Inzwischen lähmt die Angst viele. Sie trauen sich kaum noch auf die Strasse, da die in Russland vielerorts eingesetzte Videoüberwachung laut Behörden jetzt auch helfen soll, Kriegsdienstverweigerer zu finden. Dabei mehren sich inzwischen auch Meldungen, dass viele Einberufene, kaum an der Front angekommen, schon unter der Erde lagen.

«Zwei Wochen Militärübungen wurden versprochen»

Mit Entsetzen reagierten in der vergangenen Woche sogar russische Staatsmedien, als bekannt wurde, dass ein leitender Angestellter der Moskauer Stadtregierung ohne jedwede Kampferfahrung in die Ukraine geschickt wurde. Der 28 Jahre alte Alexej Martynow, der am 23. September einberufen wurde, starb an der Front am 10. Oktober.

Ein ähnliches Schicksal ereilte auch den 27-jährigen, zweifachen Familienvater Igor Puchkow aus der sibirischen Stadt Minussinsk, der, laut seinen Verwandten, ohne jegliche, zusätzliche militärische Ausbildung an die Front geschickt wurde. Gegenüber der «Moscow Times» sagt seine Schwägerin Swetlana Puchkowa: «Wir waren empört. Ihm wurden zwei Wochen Militärübungen versprochen, aber er bekam lediglich 30 Kugeln.»

Gerade einmal zehn Tage nach seiner Einberufung in die russische Armee fiel Puchkow auf dem Schlachtfeld in der Region Cherson. «Er ist weg und seine Frau ist alleine, ohne Geld, ohne irgendetwas», sagt Puchkowa. «Er hatte immer ein Lächeln im Gesicht. Wir wissen nicht einmal, wie er gestorben ist.»

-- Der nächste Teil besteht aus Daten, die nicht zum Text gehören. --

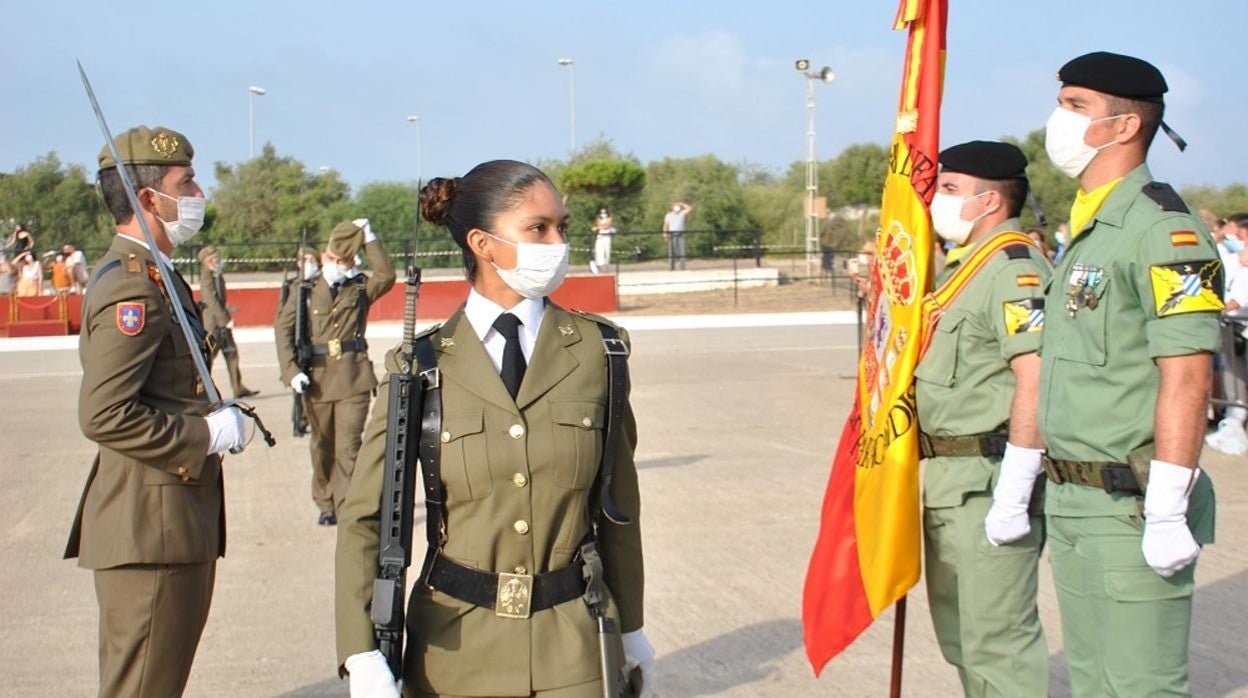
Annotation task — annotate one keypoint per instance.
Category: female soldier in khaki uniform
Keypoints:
(523, 401)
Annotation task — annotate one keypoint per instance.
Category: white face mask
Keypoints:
(1063, 141)
(190, 217)
(539, 269)
(333, 272)
(947, 217)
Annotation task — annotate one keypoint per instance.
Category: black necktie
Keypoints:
(513, 358)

«Am nächsten Tag war er tot»

Am selben Tag starb auch der 35-jährige Alexander Parilow, der wie Puchkow aus Minussinsk stammt. Dessen bester Freund Igor Solondaew zeigt sich gegenüber der «Moscow Times» ebenfalls schockiert: «Niemand hatte während der Ausbildung auch nur ein Maschinengewehr in der Hand gehalten. Nur einen Tag bevor er nach Cherson geschickt wurde, gaben sie ihm Uniform und Gewehr. Am nächsten Tag war er tot.»

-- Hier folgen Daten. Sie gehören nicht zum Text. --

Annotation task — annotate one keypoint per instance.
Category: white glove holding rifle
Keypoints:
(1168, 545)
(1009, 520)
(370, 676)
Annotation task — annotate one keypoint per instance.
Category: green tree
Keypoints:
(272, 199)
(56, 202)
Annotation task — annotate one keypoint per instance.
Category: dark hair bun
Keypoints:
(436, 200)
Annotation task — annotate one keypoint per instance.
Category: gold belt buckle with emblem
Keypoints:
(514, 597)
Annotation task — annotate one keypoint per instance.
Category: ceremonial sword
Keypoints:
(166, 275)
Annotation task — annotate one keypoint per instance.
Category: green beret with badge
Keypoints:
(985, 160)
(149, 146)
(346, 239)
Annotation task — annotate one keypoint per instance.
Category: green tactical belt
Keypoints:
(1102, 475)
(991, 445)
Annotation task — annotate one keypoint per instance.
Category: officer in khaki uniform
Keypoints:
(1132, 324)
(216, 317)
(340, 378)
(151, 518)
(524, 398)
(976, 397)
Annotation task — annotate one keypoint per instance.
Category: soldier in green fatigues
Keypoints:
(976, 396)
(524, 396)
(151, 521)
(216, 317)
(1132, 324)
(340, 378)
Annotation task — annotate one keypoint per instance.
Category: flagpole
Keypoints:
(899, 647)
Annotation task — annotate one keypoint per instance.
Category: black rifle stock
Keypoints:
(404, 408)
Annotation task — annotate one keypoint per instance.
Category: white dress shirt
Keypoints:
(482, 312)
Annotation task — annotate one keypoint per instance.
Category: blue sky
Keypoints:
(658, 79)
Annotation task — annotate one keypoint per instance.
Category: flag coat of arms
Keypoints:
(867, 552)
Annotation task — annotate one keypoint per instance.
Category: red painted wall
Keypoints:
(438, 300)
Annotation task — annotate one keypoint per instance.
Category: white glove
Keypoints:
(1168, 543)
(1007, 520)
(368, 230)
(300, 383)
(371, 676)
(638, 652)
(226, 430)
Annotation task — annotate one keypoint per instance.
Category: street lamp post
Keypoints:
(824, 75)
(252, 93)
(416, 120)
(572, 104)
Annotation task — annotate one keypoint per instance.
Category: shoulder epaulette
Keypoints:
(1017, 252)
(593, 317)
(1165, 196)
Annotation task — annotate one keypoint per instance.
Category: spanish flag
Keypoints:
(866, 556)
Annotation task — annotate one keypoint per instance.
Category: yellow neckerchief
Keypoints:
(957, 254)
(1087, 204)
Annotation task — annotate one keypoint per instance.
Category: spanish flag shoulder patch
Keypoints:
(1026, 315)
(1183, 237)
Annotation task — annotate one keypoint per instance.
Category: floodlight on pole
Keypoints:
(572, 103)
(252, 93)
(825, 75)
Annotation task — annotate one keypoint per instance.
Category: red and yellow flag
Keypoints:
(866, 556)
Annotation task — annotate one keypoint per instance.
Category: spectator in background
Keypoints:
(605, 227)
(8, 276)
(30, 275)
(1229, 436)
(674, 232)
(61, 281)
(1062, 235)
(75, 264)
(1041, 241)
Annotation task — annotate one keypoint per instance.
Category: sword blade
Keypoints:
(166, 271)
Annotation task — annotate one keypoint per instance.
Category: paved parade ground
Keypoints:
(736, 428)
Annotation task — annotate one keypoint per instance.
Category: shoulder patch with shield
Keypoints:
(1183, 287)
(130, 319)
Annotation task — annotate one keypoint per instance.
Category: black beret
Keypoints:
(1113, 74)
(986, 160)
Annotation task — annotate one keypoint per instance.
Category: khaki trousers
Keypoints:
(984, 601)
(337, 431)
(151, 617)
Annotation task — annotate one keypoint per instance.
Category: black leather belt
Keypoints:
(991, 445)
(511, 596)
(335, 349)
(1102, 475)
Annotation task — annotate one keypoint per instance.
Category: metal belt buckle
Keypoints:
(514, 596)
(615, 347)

Wie so etwas sein könne, fragte ein kremlnaher Journalist Putin am vergangenen Freitag bei einer Pressekonferenz in der Stadt Astana in Kasachstan. Doch über die getöteten Männer, die in Särgen zurückkehren, verlor der Kreml-Chef kein Wort. In etwa zwei Wochen, sagte Putin, solle die «Teilmobilmachung» abgeschlossen sein. Was heute passiere, sei zwar «wenig angenehm», wäre aber später nur noch schlimmer gekommen, sagte Putin. «Also sind meine Handlungen richtig und angemessen.» (bbs/SDA)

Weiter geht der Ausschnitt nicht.